Bank of America Corp. could face a public enforcement action if federal regulators aren't satisfied with recent steps to strengthen the bank, the Wall Street Journal reported Tuesday, citing sources familiar with the situation.
But analysts told the Observer that while the Charlotte-based bank remains under regulatory pressure - and has a long way to go to correct its missteps - a formal reprimand from its key regulator, the Federal Reserve, is unlikely.
The Journal reported that regulators met with Bank of America's board in recent months and said they wanted to see more progress on the bank's compliance with a May 2009 memorandum of understanding. That document, which isn't public, identified governance, risk and liquidity management as problems that needed to be fixed, the newspaper reported.
Bank of America's directors believe the bank has met those informal orders and were surprised by the warning, sources told the Journal.
Spokesmen from the bank and the Federal Reserve declined to comment.
Analysts said that while regulators are talking regularly with the nation's second-largest bank by assets and other lenders, concerns about Bank of America probably have waned the second half of this year as it has sold assets and taken other steps to bolster capital.
Last week, for example, the bank announced it was selling most of its remaining shares in China Construction Bank Corp., a move expected to result in a $1.8 billion after-tax gain, as part of its ongoing plan to shed noncore assets.
"I don't know whether they have complied with everything in the memorandum, because I haven't read the memorandum," analyst Dick Bove of Rochdale Securities said. "But I think as an analyst ... when I look at a balance sheet I can see whether it has deteriorated or whether it has improved. All of this is public data, and none of it is showing a negative trend."
Bove said he doesn't believe federal regulators demanded faster improvement anytime recently and that the Journal report misleads investors.
"The bank deals with the regulators on a daily basis," he said. "That's true of any major bank in the United States. The point is, it would be improbable to believe the bank is in a knockdown fight with these regulators every day over what it is doing."
Analysts from Keefe, Bruyette & Woods said in a research note that they couldn't confirm regulators were unhappy with the bank's progress at some point but said the bank has made "significant and accelerated" capital progress since the second quarter.
"We believe that any regulatory pressure is most likely lessening ...," the note said.

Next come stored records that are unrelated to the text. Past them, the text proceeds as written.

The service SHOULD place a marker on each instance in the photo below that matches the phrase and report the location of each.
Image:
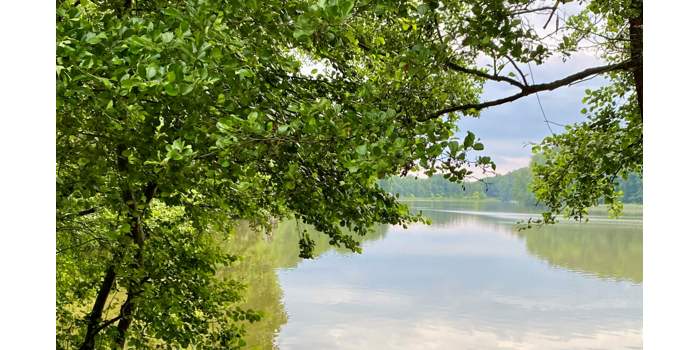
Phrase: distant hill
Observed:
(511, 187)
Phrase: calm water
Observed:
(469, 280)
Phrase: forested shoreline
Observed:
(510, 187)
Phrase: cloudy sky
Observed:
(507, 130)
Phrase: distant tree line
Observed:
(511, 187)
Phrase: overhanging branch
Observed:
(531, 89)
(484, 75)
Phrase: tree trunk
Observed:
(636, 53)
(134, 288)
(96, 314)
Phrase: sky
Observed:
(508, 130)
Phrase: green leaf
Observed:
(469, 139)
(167, 37)
(151, 71)
(171, 89)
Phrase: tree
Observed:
(175, 118)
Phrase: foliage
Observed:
(176, 117)
(586, 162)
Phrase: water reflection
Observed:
(467, 281)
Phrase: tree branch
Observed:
(518, 69)
(531, 89)
(484, 75)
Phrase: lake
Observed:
(470, 280)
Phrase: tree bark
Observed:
(96, 314)
(636, 40)
(134, 288)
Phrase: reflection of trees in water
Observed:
(259, 255)
(605, 250)
(255, 269)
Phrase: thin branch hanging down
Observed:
(531, 89)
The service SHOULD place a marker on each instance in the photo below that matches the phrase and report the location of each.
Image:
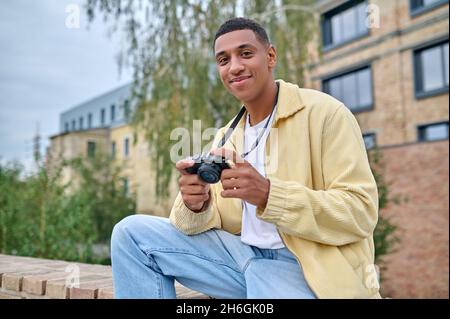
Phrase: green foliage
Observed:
(169, 47)
(42, 218)
(384, 234)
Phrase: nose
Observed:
(236, 66)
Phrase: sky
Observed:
(50, 61)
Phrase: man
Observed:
(293, 220)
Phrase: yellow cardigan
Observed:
(323, 197)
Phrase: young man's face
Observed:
(244, 63)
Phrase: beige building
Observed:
(387, 60)
(100, 125)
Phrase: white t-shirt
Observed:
(255, 231)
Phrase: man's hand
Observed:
(194, 191)
(243, 180)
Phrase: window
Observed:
(420, 6)
(431, 70)
(344, 24)
(354, 89)
(102, 117)
(126, 107)
(113, 112)
(126, 147)
(433, 132)
(370, 140)
(90, 120)
(113, 149)
(91, 149)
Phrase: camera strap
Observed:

Despite the improvement, some of the bank's other recent moves, including continued turnover in its top ranks, could be fueling regulators' concerns, analyst Nancy Bush of SNL Financial said.
In September, for instance, a management reorganization promoted Thomas Montag and Charlotte-based David Darnell to co-chief operating officers and jettisoned Sallie Krawcheck and Charlotte-based Joe Price.
Bush said regulators also are increasingly incorporating the markets' view into their own view of how strong a company is, adding that they're probably not happy about Bank of America's stock price, which has fallen 60 percent this year.
"The Fed is incorporating much more of what analysts and stock prices are saying about the bank," she said. "The problem is, it becomes sort of a self-fulfilling prophecy: People find out that they're looking at the bank, so the stock goes down, so the Fed gives it another look."
It wouldn't be the bank's first clash with regulators: Early this year, the Fed rejected the bank's request for a dividend increase in the second half of 2011, for instance.
Bush said some tension "is always part of a relationship between a bank and a regulator" and that a warning about the bank's progress might have occurred over the summer, before the bank took its latest steps to improve. But she doubts a formal action is looming.
"I think it would scare the heck out of everybody," she said. "Not only about Bank of America, but about Citigroup, JPMorgan ... all the large banks. Investors never look at one bank in isolation."
It's unclear when regulators will decide whether more severe measures - which would likely result in greater oversight and restrictions - are necessary, the Journal's story said. The bank could also still have the existing penalty lifted, the paper said.
Meanwhile, Bank of America needs to work on being "a regular bank," Motley Fool analyst James Early said.
"The bank is probably doing the right things," he said, "at about a fourth of the pace they need to be moving."
Bank of America shares closed at $5.37 Tuesday, down 2 percent from the previous day. That was the lowest close since March 2009.